Jonathan’s mom, my ex wife, and I have done the best we could to preserve his childhood innocence but we know now that its now beyond an uphill battle.  It’s a lost cause.  We’re now facing one of my biggest parenting fears: Puberty and The Talk.

A Warped Upbringing

I’m not going to expose any of my family members in this story but needless to say when I was just a small boy I did not enjoy the pleasure of innocence for long.  By the time I was just SEVEN YEARS OLD (yes, really), I already knew and witnessed more things IN PERSON than many wild, untamed 15 year olds do today (no further details needed).   The ONLY reason I did not get totally corrupted to become a womanizer, deranged pervert or worse is because of another very peculiar story about my grandparents that I will have to save for another day (I don’t have the courage to tell that story yet).

Spy Kids 

My son was barely able to stand on his two little feet when his mom and I busted him in his playroom having his first virtual kiss with a girl.  My ex and I caught Jonathan quietly kissing the TV every time Carmen (Alexa Vega) from “Spy Kids” appeared in a scene.  Coming from a long line of men who love women too much I remember both laughing and worrying that Jonathan had a sense of sexuality so young.  (At least I was 5 years old before I had my first playground crush with Marilyn!).

Recently some of my family chided me for believing that  my 11-year-old son, the Spy Kids kissing bandit, isn’t already fully aware about The Birds and the Bees.   They may be right – and I may be TOTALLY naive because I want to believe in his innocence – but my dad/guy intuition tells me he has not fully crossed the threshold – YET.

Why I Fret about Sex

Many parents argue that sex is natural and that for pubescent kids it’s not only natural but inevitable so why not supply them with the knowledge and – maybe – even the access to condoms and other forms of birth control – so they can practice “safe sex.”

The first part of this argument is true but the second one is disturbing.  It’s one thing to fully disclose to our own children what sex and birth control are because we don’t want other freaky pervert kids to “educate” them for us but to go further and give them birth control is just not right to me.  That’s setting the standard dangerously low and half encouraging teens to have sex.

Call me old fashion (I really don’t care if you do) but I want my boy – and my girls – to aspire to a much higher standard.  My approach for abstinence until marriage is certainly informed by my faith as a Christian and it may seem unrealistic in this day and age but so is faith.
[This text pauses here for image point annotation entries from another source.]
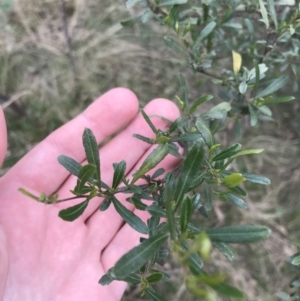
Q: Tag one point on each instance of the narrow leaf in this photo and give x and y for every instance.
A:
(85, 174)
(186, 213)
(92, 152)
(190, 168)
(228, 152)
(256, 178)
(71, 213)
(228, 291)
(272, 11)
(156, 156)
(69, 164)
(172, 2)
(130, 218)
(155, 277)
(204, 131)
(264, 13)
(274, 86)
(279, 100)
(204, 33)
(136, 257)
(253, 114)
(170, 212)
(172, 44)
(184, 89)
(155, 210)
(154, 296)
(236, 62)
(105, 279)
(225, 249)
(200, 101)
(236, 201)
(238, 234)
(153, 128)
(296, 260)
(233, 180)
(119, 173)
(248, 152)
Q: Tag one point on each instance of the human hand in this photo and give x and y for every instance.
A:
(45, 258)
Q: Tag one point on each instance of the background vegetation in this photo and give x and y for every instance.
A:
(56, 57)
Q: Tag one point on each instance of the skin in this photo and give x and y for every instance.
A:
(45, 258)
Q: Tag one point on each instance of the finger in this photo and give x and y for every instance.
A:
(103, 226)
(126, 239)
(125, 147)
(3, 137)
(39, 169)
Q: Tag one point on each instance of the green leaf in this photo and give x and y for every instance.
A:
(248, 152)
(228, 291)
(136, 257)
(119, 173)
(85, 174)
(228, 152)
(233, 180)
(190, 168)
(158, 173)
(156, 156)
(238, 234)
(172, 2)
(186, 213)
(69, 164)
(207, 197)
(296, 260)
(105, 204)
(278, 100)
(172, 44)
(174, 126)
(243, 87)
(274, 86)
(253, 114)
(71, 213)
(155, 210)
(256, 178)
(272, 11)
(235, 200)
(131, 3)
(170, 212)
(138, 203)
(131, 21)
(186, 138)
(217, 112)
(225, 249)
(184, 89)
(155, 277)
(153, 128)
(145, 139)
(204, 131)
(106, 279)
(92, 152)
(129, 217)
(200, 101)
(264, 14)
(194, 260)
(204, 33)
(154, 296)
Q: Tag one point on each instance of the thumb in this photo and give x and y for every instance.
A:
(3, 136)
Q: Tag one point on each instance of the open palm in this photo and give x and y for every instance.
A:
(45, 258)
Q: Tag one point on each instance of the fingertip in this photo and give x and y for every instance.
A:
(163, 107)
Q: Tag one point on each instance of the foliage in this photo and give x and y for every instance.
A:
(263, 40)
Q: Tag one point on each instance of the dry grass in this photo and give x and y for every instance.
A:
(49, 77)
The fact I want to give my children a faith-rooted version of The Talk does not mean I plan to mince words about all of the graphic facts.  In fact, I don’t believe its wise for Christians – or people of most any other religion – to hide their heads in the sand and somehow magically believe that in today’s sex-saturated world we can shelter children from the presence of the sexually charged culture we live in.  Parents, it’s EVERYWHERE so get a plan and don’t let your guard down!  As if underscore this point a couple months ago I was casually watching an episode of a popular kids TV show when one of the two brothers who star in the show appeared to “peep” at a girl on the show while she was taking a shower.   That’s the last time I trust any of these “kids” show except MAYBE “Yo Gabba Gabba.”

Teens are Not Animals

The truth is that I don’t really know what I’m going to tell my son about sex but this conversation is just days from happening.  On the one hand I’m wrestling with saying to him that its universally true that we’re wired to have feelings for the opposite sex.  On the other, I will tell him that it’s also true that God  wired us to be different than wild packs of uncontrolled teen hyenas.  God has given us – yes, even teenagers! – the ability for self control through love, wisdom and faith in Him.
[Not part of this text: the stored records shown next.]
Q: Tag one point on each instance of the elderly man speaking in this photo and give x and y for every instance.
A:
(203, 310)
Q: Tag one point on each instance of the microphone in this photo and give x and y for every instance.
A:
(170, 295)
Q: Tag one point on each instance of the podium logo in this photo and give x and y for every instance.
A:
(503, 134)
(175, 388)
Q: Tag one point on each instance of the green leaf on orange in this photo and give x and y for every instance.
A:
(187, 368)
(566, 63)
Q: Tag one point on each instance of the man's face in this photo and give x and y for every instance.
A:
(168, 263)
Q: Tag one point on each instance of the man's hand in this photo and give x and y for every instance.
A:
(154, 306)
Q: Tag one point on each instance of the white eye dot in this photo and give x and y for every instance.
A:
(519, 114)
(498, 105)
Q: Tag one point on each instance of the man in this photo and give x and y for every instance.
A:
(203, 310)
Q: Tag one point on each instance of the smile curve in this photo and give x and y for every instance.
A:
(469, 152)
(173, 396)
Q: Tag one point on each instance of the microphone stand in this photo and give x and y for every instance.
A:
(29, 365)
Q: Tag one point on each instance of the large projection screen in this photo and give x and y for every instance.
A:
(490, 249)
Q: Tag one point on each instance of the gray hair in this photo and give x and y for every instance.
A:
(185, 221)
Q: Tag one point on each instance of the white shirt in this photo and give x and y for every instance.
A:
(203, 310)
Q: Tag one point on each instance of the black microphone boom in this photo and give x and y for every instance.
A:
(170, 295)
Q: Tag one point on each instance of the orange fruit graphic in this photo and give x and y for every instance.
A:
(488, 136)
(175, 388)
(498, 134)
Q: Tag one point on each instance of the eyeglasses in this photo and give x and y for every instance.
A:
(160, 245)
I know there is a possibility that everything I instruct my son – and daughters – about  sex will fall on deaf ears.  If I could, I would wish they didn’t have a girlfriend – or a boyfriend – until college but that’s not my decision.  I can set parameters but I can’t control their lives.  All I can do at this stage of The Talk is equip them with knowledge and hope that what I teach them clings to their hearts.  I’ll let you know how it goes.